KoranNTB.com –Pemerintah Kabupaten Lombok Barat (Lobar) bersama jajaran Polres Lombok Barat langsung menetapkan status siaga darurat menyusul bencana banjir bandang yang menerjang Kecamatan Sekotong pada Selasa (13/1/2026). Selain memobilisasi bantuan logistik, tim gabungan kini fokus pada evakuasi warga setelah satu orang dilaporkan meninggal dunia dan satu unit rumah hanyut tersapu arus.

Sinergi Pemerintah dan Aparat di Titik Bencana

Merespons cepat instruksi Bupati, tim dari Badan Penanggulangan Bencana Daerah (BPBD), Dinas Sosial, bersama Sat Samapta Polres Lombok Barat dikerahkan ke lokasi-lokasi terisolasi. Upaya pemerintah difokuskan pada penyelamatan jiwa dan penyaluran bantuan darurat di tengah cuaca ekstrem.

Kapolres Lombok Barat, AKBP Yasmara Harahap, S.I.K., melalui Kapolsek Sekotong, Iptu I Ketut Suriarta, SH., M.I.Kom., menegaskan bahwa kehadiran pemerintah dan Polri di lapangan adalah untuk memastikan tidak ada warga yang tertinggal saat proses evakuasi.

“Pemerintah daerah melalui BPBD dan kami dari kepolisian terus memantau debit air. Prioritas utama adalah keselamatan warga, terutama di titik-titik di mana air mencapai ketinggian dada orang dewasa,” ujar Iptu Suriarta.

Detail Kejadian dan Pemetaan Lokasi Terdampak

Hujan deras yang mengguyur sejak pukul 15.00 WITA di Desa Buwun Mas dan mencapai puncaknya pukul 18.30 WITA di Sekotong Tengah, mengakibatkan luapan sungai yang merata di belasan dusun. Berikut adalah rincian kondisi di lapangan:

  • Desa Buwun Mas: Di Dusun Bengkang, arus air yang sangat kuat menghanyutkan satu unit rumah kosong. Ketinggian air di dusun ini mencapai dada orang dewasa. Sementara di Dusun Kemanuk, genangan air setinggi lutut dilaporkan merendam puluhan rumah.

  • Desa Persiapan Blongas: Duka mendalam terjadi di Dusun Sauh. Satu orang warga ditemukan meninggal dunia akibat terjangan banjir. Tim gabungan langsung mengevakuasi korban ke rumah duka.

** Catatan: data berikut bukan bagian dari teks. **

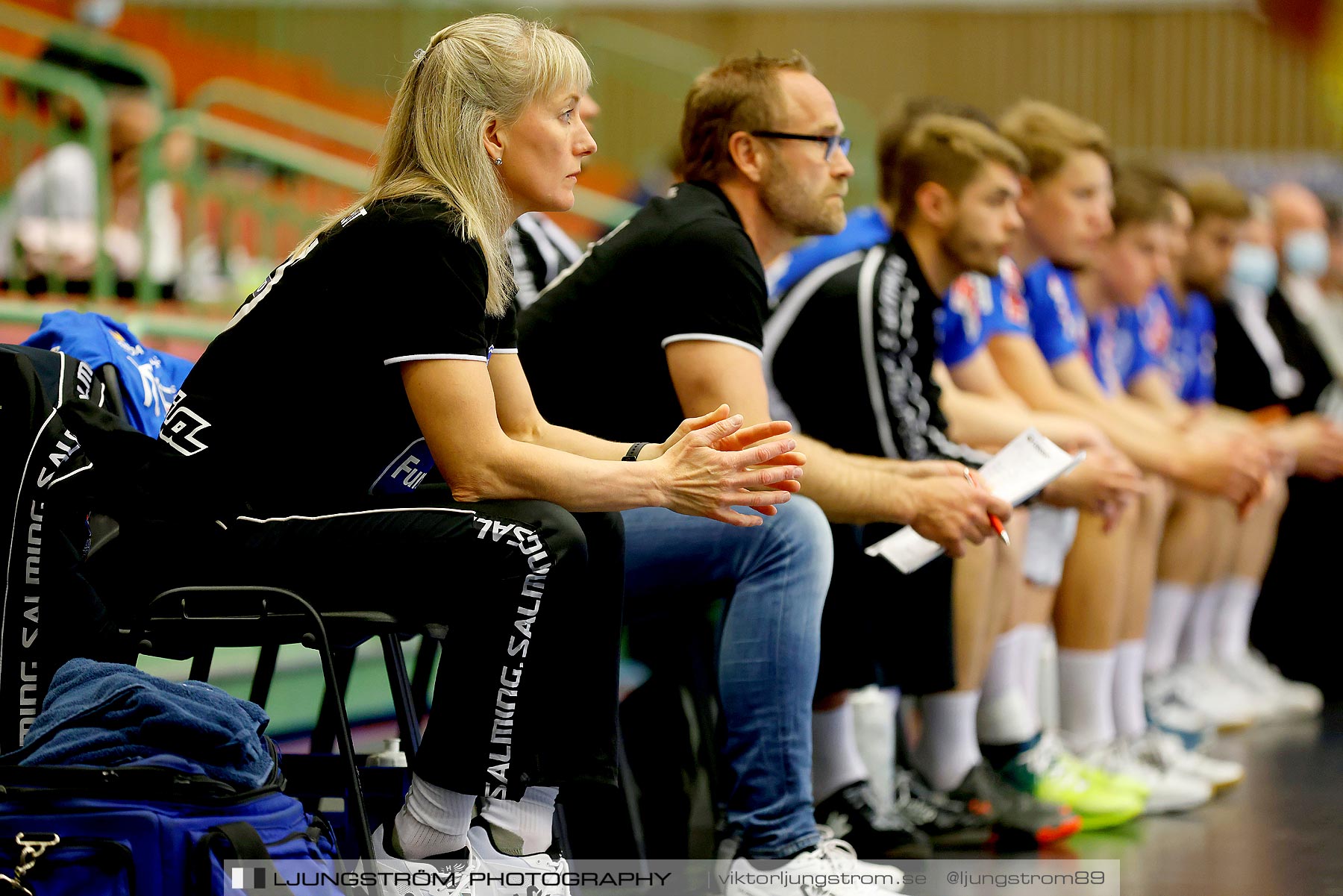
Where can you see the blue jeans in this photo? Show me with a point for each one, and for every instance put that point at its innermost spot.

  • Desa Taman Baru: Menjadi wilayah dengan sebaran terdampak paling luas, meliputi Dusun Kelep, Eyat Pace, Repuk Gapuk, Batu Putih, dan Gelumpang. Seluruh wilayah ini terendam air setinggi lutut, melumpuhkan aktivitas warga.

  • Desa Sekotong Tengah: Sebagai pusat kecamatan, luapan air menggenangi Dusun Sekotong I, Sekotong II, dan Eyat Juring.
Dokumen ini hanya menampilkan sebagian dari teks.